The male-dominated occupations comprising North Sea offshore oilfield work have long been stereotyped as attracting rough, ‘hard’ and pro-risk identities. However, stereotyping of male identities in high-risk workspaces are challenged by recent literatures citing complex, hybrid and emerging notions of safety-positive masculinities. Industrial policies are often highlighted as the catalyst for rapidly reshaping men's masculinities towards identities interlinked with performances of safety. Despite claims, few studies conduct structured policy analysis of safety-risk policies and pair this with interviews with policy makers. This study contributes to a body of existing literatures examining how formal oilfield safety policy influences construction of oilmen's institutional masculinities. Structured Document Analysis (DA) of three core safety policies was conducted at a major Scottish oilfield drilling organisation. Semi-structured interviews with seven policy-maker-supervisors were also conducted onshore; exploring contents, construction, and formal-informal goals of policy.
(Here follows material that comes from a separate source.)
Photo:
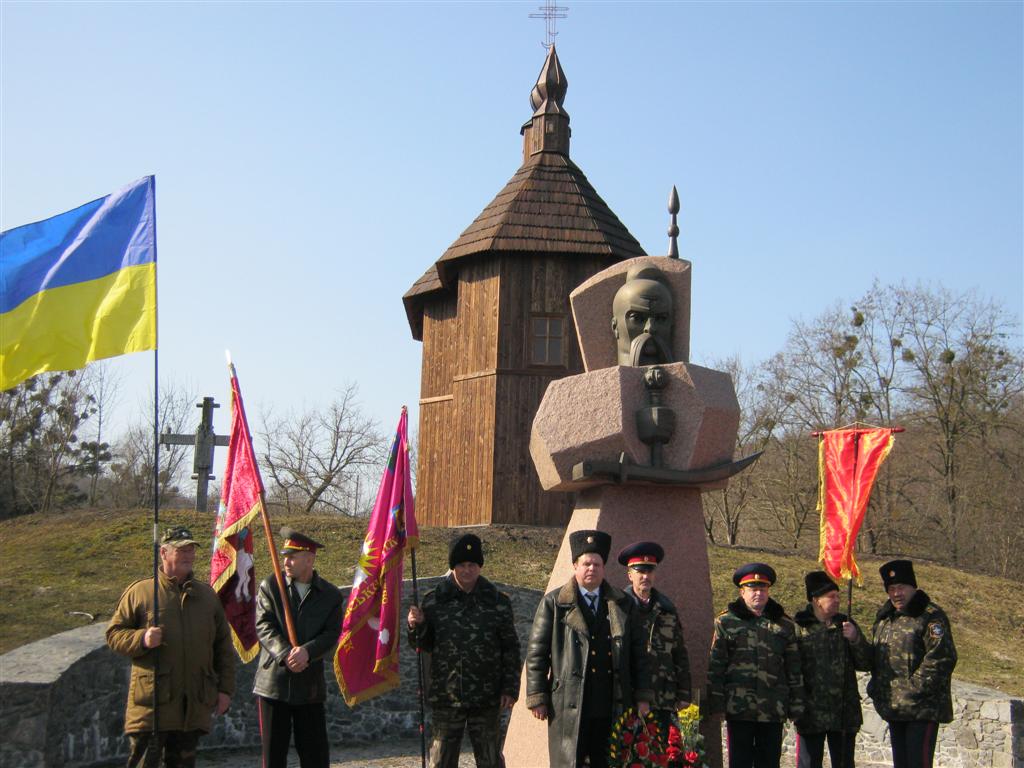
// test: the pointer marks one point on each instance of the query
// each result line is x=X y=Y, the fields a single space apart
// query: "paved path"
x=391 y=754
DA uncovered two distinct blueprints influencing workplace identity; a dominant blueprint promoting ‘traditional’ oilfield masculinities, and a secondary blueprint promoting emerging oilfield masculinities. Policy makers revealed complex, informal processes of managerial reimagining, reframing, and selective policy interpretations, leading to prioritisation and promotion of motifs from only the secondary policy blueprint in the worksite; upholding emerging protective and pro-safety workplace masculinities. This downplayed, minimised, and overrode the ‘traditional’ -more prevalent- dominant policy motifs. The importance of findings are discussed, as is a pathway for future organisational masculinities, policy and energy-safety research to take advantage of the methodological approach and learnings developed from this scholarship.